Why Arguing with a Chapter 7 Trustee in New York is silly…and other musings

My apologies for not blogging as frequently in the past several weeks. We’ve been setting up www.chapter7newjersey.com site, and thats taken a ton of my time. Anyway, lets get to it. So you’re at the Meeting of the Creditors, which is also known as the 341 meeting. You’re there and your attorney is wearing an amazing suit. Sorry. Strike that. Anyway, you’re there and the Trustee begins to ask you a series of questions and some of your answers drag on; so the Trustee becomes frustrated. The Trustee asks for a yes or no response in, what you can characterize as an argumentative voice. You become frustrated and raise your voice back at the Trustee. The Trustee gets EVEN MORE frustrated and starts raising his voice at your lawyer. Now your lawyer has a ton of more work to do for something that did not have to happen.

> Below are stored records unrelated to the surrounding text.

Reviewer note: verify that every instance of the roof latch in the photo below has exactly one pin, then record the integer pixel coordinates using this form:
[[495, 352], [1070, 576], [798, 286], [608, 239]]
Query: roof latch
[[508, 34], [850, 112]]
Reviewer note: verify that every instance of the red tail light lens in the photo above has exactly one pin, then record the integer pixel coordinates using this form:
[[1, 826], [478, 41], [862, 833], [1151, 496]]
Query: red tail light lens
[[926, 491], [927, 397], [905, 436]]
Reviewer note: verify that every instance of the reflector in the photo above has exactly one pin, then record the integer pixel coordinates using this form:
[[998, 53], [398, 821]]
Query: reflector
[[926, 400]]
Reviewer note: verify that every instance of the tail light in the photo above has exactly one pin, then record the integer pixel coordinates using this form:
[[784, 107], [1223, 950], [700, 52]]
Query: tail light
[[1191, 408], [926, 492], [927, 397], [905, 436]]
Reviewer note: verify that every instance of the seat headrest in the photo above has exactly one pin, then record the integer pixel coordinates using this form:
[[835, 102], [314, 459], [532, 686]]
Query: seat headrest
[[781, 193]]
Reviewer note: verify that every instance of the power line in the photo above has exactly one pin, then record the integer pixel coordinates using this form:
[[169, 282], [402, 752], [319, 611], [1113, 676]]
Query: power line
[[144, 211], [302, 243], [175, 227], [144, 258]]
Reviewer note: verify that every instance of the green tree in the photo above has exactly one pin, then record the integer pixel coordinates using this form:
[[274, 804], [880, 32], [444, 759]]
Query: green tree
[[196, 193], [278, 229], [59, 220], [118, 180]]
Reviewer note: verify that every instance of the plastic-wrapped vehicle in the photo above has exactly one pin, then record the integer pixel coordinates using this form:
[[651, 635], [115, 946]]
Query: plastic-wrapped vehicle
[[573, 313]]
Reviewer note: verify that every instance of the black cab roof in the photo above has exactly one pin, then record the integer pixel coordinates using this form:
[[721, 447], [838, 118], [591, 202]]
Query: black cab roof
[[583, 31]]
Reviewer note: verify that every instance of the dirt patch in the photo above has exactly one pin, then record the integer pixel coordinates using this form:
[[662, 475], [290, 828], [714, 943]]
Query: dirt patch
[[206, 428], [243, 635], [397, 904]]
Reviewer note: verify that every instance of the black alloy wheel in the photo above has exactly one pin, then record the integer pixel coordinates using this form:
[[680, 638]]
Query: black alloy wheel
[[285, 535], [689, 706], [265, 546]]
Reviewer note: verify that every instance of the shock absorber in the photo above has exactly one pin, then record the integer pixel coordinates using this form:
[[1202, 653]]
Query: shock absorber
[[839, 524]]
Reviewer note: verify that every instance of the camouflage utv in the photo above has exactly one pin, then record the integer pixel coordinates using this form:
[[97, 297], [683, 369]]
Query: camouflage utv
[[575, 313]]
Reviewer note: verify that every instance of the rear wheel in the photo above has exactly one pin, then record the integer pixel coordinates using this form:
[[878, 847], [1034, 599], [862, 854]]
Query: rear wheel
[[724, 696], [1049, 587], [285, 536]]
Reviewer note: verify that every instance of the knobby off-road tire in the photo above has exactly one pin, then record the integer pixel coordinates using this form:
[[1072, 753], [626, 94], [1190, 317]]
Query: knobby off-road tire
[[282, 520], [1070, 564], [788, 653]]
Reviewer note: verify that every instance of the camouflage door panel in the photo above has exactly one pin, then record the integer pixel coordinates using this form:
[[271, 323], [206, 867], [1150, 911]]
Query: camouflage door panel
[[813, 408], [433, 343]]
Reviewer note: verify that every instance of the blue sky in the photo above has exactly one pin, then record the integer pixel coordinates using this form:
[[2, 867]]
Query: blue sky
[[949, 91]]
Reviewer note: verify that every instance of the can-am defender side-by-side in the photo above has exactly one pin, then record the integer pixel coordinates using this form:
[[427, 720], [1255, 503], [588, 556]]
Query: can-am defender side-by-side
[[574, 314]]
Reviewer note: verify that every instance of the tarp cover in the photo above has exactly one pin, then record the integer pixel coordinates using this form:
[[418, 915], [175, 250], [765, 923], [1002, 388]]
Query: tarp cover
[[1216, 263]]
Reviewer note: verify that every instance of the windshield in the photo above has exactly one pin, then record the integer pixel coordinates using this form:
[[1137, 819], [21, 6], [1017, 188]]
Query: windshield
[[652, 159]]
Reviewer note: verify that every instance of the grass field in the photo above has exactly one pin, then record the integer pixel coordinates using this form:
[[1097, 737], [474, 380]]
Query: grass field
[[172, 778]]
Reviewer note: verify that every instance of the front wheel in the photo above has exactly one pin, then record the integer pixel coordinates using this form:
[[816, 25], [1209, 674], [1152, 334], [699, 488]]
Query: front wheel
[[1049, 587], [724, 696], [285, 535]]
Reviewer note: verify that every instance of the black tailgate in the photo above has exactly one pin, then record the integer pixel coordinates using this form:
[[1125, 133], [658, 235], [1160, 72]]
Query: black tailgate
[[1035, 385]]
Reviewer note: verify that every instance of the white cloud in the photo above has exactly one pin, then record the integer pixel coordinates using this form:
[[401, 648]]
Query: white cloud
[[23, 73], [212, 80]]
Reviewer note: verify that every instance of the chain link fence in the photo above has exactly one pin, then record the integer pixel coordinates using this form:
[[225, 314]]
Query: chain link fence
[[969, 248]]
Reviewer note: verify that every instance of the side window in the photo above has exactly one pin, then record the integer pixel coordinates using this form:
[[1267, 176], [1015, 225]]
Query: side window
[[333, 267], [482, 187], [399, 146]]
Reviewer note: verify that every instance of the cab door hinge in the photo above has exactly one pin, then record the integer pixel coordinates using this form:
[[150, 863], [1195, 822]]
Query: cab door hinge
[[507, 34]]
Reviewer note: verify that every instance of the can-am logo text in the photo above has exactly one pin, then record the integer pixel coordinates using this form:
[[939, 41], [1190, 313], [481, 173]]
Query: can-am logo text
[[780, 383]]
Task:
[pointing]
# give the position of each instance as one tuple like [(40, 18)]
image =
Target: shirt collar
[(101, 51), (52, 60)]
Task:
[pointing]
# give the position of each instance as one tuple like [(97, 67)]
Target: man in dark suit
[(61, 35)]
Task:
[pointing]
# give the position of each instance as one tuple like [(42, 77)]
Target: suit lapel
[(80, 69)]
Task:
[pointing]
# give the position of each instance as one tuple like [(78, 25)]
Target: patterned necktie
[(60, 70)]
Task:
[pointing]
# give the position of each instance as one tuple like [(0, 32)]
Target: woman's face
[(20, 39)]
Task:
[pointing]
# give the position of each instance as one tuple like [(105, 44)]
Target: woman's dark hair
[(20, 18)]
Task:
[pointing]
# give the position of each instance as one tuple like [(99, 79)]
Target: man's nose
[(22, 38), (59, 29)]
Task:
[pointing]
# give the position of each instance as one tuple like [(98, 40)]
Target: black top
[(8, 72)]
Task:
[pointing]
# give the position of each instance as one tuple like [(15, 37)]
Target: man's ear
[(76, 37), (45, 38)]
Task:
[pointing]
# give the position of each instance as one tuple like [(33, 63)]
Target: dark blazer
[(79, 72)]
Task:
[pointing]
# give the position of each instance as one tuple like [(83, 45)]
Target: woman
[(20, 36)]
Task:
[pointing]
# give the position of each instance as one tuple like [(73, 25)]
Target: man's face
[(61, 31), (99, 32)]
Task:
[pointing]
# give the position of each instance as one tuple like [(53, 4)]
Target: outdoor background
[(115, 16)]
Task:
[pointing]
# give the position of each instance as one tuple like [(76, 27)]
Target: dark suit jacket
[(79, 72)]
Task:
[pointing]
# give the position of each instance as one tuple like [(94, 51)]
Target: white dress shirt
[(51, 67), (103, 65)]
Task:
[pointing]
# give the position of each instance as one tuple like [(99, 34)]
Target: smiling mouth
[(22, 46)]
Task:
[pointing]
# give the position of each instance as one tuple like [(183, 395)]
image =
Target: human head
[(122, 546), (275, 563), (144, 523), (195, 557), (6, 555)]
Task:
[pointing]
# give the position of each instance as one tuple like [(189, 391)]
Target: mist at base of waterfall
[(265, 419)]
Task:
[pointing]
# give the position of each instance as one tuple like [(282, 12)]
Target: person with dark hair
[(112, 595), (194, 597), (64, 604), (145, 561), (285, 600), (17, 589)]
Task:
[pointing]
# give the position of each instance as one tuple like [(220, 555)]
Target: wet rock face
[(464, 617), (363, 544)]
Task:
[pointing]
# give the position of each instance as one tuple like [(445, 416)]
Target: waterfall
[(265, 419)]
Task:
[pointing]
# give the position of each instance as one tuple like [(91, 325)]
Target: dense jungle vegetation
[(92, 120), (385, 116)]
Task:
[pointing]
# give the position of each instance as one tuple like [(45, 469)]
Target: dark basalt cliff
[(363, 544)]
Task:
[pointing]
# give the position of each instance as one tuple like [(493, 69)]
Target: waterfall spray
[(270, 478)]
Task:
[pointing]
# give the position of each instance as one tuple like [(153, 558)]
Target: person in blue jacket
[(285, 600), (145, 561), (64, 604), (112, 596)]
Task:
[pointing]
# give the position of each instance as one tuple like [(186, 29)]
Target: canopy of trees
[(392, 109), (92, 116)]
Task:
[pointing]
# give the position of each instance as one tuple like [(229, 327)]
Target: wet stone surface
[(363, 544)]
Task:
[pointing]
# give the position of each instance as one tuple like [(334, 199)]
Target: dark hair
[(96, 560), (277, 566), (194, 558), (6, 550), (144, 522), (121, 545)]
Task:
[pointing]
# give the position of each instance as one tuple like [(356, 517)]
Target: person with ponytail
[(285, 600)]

What I’m describing above happens quite frequently in Bankruptcy court in Brooklyn and Manhattan. And to an extent thats normal. Its a highly stressful period for a debtor. You’re going bankrupt. Emotions are running high. Who does this man/woman think he/she is by raising their voice to you. Take a step back. Think about this now before you even walk into that room. Just take a step back and breathe. Heres the thing. The Trustee is entrusted with dozens of cases per day. And they all have to be done by a certain time. And everyone in that room is impatient because they have things to do. And so the Trustee, intentionally or not, snaps out sometimes. The worst thing you can do is snap back. That person across the table from you can decide to “close” your meeting, meaning there will be no further questions so long as everything is in order, or he can “keep the meeting open” which means more documents and you may have to come back again.

This isnt to say that the Trustee can’t sometimes be wrong, or that even if you’re on your best behavior the Trustee can’t hold your meeting open because you havent supplied certain documents. All this means is that, in my opinion, you have a better shot of having a smooth meeting if you keep your responses at your meeting very short and to the point. The Trustee doesn’t necessarily care that when you lost your job 4 years ago you moved from Texas, and then you went to work for Job #2, and 2 years ago…. It is, of course, meaningful and pertinent to you. But the Trustee has a job to do and so sometimes, when the person across from him is telling him/her things they don’t need to know, they get pissy. A bit like married life, except the living together thing. In any case, my suggestion is to keep your cool during that meeting, no matter what the Trustee in Brooklyn or Manhattan may throw at you.